Radio Canada |  Yolande James pursues diversity and inclusion goals

Radio Canada | Yolande James pursues diversity and inclusion goals

Yolande James has not been idle since she was appointed Radio-Canada’s Director General of Diversity and Inclusion in June 2021. And there are no signs that she will experience a hiatus anytime soon, as she will have to ensure that at least one LGBTQ+ person, visible minority, disabled or indigenous people will occupy a key position in all programming on public broadcasters by 2025.

This is how the former deputy minister and provincial minister remembered it this Monday during our interview. Announced in 2019 by Catherine Tait, president, and CEO of CBC/Radio-Canada, this goal is certainly ambitious, especially as it refers to the producer, writer, director, and lead actor jobs.

But like all of the station’s other diversity and inclusion goals, it is of great importance, insists Yolande James. “Diversity is not an opinion; is a reality “

Yolande James took her time before accepting our interview request.

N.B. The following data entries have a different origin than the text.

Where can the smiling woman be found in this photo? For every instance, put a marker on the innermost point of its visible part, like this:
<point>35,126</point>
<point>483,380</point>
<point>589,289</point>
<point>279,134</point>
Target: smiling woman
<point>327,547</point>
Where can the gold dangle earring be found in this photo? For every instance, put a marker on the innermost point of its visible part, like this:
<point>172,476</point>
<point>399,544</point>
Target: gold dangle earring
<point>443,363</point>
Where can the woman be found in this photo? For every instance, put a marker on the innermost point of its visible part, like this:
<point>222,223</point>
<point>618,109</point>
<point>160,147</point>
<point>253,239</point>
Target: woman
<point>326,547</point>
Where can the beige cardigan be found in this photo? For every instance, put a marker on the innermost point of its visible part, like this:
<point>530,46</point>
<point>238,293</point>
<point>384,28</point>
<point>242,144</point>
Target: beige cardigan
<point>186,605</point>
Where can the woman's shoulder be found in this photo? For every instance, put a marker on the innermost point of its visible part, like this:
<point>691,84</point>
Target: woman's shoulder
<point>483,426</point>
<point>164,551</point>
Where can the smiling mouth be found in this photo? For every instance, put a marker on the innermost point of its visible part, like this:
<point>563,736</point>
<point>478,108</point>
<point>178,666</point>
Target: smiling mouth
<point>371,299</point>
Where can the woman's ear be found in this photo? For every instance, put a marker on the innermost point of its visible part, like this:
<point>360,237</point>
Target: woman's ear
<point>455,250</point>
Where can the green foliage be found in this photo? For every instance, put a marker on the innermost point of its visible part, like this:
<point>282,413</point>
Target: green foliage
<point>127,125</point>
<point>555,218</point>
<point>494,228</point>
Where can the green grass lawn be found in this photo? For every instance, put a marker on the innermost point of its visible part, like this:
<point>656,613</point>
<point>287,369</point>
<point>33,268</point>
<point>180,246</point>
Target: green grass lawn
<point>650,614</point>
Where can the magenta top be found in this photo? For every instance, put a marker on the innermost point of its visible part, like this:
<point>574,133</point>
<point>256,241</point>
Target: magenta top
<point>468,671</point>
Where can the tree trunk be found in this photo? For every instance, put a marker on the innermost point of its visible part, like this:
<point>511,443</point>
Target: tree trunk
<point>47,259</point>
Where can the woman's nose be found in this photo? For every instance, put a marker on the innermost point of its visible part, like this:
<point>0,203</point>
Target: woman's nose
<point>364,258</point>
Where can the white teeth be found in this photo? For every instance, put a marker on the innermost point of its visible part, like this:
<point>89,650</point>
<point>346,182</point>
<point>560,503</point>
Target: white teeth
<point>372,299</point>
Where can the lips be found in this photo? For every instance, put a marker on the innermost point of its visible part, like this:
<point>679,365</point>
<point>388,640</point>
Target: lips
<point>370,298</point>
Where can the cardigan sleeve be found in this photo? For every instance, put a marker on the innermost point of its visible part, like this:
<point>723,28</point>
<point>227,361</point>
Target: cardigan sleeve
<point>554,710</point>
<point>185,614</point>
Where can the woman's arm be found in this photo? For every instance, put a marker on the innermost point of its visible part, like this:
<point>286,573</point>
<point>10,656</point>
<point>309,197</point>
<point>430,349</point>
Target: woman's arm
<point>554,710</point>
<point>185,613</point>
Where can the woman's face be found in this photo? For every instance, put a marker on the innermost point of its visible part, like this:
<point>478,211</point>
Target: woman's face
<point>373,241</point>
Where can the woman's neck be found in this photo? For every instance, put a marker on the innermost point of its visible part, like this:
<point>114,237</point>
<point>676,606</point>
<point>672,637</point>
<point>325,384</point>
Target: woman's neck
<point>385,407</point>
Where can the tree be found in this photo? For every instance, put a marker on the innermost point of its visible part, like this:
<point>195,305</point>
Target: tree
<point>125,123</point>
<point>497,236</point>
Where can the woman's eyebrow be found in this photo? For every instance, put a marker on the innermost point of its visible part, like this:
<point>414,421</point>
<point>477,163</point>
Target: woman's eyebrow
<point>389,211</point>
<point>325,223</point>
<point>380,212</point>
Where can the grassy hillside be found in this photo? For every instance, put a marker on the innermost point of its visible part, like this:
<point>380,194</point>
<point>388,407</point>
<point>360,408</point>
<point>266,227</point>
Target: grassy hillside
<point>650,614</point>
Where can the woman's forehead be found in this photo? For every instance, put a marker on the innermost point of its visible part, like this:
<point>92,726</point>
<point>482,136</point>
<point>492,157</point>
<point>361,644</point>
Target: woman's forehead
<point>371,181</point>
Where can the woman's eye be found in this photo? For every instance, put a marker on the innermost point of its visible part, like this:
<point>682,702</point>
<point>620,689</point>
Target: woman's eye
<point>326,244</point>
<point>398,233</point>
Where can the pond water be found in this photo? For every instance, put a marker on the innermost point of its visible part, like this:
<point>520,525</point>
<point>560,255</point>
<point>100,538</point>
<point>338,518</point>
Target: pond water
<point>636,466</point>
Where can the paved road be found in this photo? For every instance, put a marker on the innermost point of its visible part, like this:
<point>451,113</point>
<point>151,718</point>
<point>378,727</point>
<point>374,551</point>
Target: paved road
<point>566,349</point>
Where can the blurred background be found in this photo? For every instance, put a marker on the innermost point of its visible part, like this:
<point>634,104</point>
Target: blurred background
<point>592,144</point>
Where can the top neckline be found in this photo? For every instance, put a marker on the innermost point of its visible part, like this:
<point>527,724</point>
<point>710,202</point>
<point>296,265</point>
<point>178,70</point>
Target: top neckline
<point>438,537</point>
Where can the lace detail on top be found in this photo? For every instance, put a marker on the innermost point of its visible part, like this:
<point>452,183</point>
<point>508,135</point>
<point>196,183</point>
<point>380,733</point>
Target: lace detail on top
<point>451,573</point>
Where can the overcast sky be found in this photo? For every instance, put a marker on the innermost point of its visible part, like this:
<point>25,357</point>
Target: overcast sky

Twelve months, to be precise. During our meeting, our interlocutor justified her radio silence by alleging that she had “a lot of work”.

“I wanted to do my homework, put together my team, and establish my action plans. »

achievements

The creation at Radio-Canada of leadership, diversity, and inclusion position raised many questions last summer. Today, Yolande James seems delighted to set the record straight and explain her role, which still seems unclear to some viewers.

“As a public broadcaster, we have given ourselves the mandate to reflect the public, not only in our programming but among our employees. My role is to make it happen. And for this, I have to work in coordination with all sectors: information, television, communications, finance, etc. »

When asked to list her accomplishments since arriving, Yolande James begins by talking about a minority-only accelerator internship program. She then mentions an initiative that will ensure we see and hear more new voices on the air. “Competent” people with vast “expertise”, specifies who leads a team of seven people.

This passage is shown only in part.